5. The Court cannot find any confusion as to source as Plaintiff does not manufacture or distribute goods.
6. "Hawaii Calls" is not strictly a geographic name as urged by Defendants. This factor, however, is not a major factor in the Court's decision.
7. Defendants' use of the Trade Mark "Hawaii Calls . . ." does not constitute a deceptive trade practice within the provisions of Chapter 481A, Hawaii Revised Statutes (Supp. 1974).
8. Defendants' use of the Trade Mark "Hawaii Calls . . ." does not constitute an unfair method of competition, nor an unfair or deceptive practice.

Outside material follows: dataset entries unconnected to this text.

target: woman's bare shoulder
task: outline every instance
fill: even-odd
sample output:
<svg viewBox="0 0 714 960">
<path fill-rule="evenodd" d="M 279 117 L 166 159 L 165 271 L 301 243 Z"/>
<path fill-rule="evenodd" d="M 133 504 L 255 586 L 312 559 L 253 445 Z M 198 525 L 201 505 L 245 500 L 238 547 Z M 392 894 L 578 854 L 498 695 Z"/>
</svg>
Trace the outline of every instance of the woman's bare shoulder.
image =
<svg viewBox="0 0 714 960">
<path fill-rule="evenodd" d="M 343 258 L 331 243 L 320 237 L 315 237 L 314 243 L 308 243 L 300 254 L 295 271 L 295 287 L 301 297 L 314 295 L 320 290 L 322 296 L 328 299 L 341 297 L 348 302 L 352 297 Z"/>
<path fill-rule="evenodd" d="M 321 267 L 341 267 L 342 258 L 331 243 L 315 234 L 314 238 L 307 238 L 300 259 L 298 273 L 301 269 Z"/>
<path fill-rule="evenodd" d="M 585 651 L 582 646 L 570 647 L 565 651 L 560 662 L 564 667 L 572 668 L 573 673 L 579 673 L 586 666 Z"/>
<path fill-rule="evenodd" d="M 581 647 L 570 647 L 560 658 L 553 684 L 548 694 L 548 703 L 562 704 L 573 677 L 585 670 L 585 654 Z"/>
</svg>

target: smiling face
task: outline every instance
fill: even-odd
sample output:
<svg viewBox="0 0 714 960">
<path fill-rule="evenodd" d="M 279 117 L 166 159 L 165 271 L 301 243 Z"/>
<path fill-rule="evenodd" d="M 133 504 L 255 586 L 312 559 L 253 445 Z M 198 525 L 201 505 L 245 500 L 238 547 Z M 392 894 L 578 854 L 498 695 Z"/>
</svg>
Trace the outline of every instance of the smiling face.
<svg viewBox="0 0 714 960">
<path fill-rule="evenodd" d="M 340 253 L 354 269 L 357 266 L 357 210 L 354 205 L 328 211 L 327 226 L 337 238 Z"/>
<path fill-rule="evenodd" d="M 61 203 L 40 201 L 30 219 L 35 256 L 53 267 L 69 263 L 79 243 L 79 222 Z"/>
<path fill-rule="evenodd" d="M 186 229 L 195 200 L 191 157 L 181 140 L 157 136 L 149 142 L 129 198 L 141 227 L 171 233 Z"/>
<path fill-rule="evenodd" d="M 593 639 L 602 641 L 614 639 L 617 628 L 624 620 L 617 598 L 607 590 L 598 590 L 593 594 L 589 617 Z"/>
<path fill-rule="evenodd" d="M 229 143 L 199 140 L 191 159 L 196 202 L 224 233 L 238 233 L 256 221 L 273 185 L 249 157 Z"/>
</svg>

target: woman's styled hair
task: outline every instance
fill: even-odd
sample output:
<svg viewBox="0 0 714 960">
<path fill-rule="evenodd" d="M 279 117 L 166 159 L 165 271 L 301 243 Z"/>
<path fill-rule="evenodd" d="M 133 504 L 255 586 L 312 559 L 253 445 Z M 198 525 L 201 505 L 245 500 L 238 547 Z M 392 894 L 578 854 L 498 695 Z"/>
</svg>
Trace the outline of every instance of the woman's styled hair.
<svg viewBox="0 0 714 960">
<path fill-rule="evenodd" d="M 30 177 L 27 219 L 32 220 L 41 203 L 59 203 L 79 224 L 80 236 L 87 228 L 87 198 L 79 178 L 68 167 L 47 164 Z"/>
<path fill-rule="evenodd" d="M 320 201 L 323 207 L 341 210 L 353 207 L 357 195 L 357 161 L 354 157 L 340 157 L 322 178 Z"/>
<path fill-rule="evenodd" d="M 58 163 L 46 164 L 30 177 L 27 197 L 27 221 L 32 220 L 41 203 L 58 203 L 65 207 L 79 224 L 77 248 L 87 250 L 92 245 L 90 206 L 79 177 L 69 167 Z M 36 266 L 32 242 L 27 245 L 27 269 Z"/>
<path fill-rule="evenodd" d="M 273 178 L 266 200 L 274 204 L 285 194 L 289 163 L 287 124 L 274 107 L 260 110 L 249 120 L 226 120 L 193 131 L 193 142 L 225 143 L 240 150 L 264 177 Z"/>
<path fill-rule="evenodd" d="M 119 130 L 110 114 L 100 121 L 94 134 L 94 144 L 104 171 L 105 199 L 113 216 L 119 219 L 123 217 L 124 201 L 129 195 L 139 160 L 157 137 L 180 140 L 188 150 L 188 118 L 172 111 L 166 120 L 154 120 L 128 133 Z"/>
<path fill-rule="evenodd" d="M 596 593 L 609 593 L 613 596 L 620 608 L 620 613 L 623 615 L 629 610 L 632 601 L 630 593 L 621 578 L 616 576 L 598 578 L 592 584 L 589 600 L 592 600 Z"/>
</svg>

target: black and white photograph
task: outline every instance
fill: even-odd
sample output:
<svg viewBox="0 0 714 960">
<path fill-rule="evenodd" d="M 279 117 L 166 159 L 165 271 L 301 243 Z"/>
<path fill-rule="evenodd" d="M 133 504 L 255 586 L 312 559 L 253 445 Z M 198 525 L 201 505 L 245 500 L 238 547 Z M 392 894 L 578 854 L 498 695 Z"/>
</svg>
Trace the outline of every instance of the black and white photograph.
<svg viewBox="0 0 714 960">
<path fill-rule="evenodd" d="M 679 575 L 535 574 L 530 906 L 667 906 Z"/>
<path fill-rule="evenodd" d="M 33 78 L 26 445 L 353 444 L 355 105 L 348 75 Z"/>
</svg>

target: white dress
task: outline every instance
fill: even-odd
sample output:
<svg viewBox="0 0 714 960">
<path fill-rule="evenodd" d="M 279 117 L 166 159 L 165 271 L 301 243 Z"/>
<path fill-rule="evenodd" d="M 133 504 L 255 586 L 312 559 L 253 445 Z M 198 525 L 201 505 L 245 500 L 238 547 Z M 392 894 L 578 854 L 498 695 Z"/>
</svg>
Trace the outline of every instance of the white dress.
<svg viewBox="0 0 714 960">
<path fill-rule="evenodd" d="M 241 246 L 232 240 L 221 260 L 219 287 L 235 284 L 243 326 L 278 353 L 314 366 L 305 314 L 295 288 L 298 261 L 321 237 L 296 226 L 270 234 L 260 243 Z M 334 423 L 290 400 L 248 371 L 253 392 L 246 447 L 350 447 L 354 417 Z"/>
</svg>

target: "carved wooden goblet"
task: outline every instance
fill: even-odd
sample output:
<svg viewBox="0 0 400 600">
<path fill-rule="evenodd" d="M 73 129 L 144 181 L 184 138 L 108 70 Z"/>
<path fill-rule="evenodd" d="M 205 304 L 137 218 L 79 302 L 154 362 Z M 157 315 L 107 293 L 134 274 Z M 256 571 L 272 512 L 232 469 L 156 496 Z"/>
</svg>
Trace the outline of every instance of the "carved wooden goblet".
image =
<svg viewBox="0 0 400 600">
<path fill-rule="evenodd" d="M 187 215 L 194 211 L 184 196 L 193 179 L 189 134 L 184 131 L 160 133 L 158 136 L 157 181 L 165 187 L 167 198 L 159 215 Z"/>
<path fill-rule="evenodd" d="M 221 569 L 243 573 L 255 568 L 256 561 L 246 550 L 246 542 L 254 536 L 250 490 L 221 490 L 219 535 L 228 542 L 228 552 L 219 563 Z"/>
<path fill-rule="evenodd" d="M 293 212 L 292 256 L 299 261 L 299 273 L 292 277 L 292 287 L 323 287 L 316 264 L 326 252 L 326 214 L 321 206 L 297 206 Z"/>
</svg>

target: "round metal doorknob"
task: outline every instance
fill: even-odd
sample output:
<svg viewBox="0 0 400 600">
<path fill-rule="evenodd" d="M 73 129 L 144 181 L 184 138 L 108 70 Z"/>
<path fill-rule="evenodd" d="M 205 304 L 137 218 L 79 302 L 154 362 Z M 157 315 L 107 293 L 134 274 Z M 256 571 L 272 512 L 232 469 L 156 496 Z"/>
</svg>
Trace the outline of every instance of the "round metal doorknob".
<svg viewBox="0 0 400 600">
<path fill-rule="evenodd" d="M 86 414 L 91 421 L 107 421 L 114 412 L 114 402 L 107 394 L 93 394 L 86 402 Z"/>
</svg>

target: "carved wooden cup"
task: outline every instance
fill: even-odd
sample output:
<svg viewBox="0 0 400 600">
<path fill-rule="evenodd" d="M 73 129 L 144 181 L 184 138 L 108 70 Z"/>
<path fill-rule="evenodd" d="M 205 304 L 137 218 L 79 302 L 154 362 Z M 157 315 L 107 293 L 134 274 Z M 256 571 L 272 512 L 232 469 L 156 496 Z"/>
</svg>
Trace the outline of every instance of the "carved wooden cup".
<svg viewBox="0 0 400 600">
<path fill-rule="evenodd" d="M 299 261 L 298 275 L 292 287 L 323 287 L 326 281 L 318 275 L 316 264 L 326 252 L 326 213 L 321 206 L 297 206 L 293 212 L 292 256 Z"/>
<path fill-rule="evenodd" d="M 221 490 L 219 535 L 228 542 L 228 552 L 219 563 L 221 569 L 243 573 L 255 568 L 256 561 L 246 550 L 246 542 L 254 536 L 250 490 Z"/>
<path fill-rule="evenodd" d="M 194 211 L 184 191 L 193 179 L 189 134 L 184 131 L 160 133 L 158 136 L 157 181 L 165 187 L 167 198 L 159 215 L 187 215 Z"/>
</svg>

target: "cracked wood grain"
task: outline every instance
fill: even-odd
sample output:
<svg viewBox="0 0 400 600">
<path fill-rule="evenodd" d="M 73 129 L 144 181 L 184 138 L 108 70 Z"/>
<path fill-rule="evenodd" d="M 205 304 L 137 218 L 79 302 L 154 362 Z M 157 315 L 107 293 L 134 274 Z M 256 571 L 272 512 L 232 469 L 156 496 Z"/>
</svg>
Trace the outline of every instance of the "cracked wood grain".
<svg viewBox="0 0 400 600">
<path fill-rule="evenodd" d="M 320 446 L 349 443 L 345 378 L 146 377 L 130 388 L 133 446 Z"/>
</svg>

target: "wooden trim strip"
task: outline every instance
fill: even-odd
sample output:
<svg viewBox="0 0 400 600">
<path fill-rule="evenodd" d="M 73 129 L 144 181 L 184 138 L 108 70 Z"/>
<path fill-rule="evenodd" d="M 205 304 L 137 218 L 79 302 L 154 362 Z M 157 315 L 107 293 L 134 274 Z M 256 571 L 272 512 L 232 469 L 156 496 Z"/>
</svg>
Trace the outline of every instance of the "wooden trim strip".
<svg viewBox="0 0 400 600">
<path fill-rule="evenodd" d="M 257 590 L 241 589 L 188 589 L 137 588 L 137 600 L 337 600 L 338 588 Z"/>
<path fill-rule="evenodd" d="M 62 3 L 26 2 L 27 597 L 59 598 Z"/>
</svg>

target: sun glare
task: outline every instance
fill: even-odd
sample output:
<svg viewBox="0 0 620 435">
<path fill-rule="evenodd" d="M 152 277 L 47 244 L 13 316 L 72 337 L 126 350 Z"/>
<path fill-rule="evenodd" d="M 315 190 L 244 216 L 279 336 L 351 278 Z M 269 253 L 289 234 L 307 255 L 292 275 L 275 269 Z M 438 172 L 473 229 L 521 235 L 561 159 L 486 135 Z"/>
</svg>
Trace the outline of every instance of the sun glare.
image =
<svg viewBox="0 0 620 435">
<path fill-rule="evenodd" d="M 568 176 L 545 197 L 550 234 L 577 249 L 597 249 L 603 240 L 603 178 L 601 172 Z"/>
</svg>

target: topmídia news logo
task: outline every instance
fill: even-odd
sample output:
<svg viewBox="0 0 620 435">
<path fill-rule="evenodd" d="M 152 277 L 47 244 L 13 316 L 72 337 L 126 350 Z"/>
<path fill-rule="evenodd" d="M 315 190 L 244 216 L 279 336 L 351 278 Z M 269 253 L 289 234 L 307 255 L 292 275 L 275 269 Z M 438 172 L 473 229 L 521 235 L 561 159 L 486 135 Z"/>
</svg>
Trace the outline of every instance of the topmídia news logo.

9. Defendant C. M. Associates, Inc. is entitled to continued registration of the Trade Mark "Hawaii Calls . . ." with the Department of Regulatory Agencies, State of Hawaii.
10. Defendant C. M. Associates, Inc. is entitled to continued registration of its Trade Mark "Hawaii Calls . . .", being Registration No. 965,238 in Class 51.
Following entry of judgment herein, pursuant to 15 U.S.C. Section 1119 (1946), the Clerk of the Court shall certify to the Commissioner of Patents, United States Patent Office, a true copy of this Order, and of the judgment thereupon.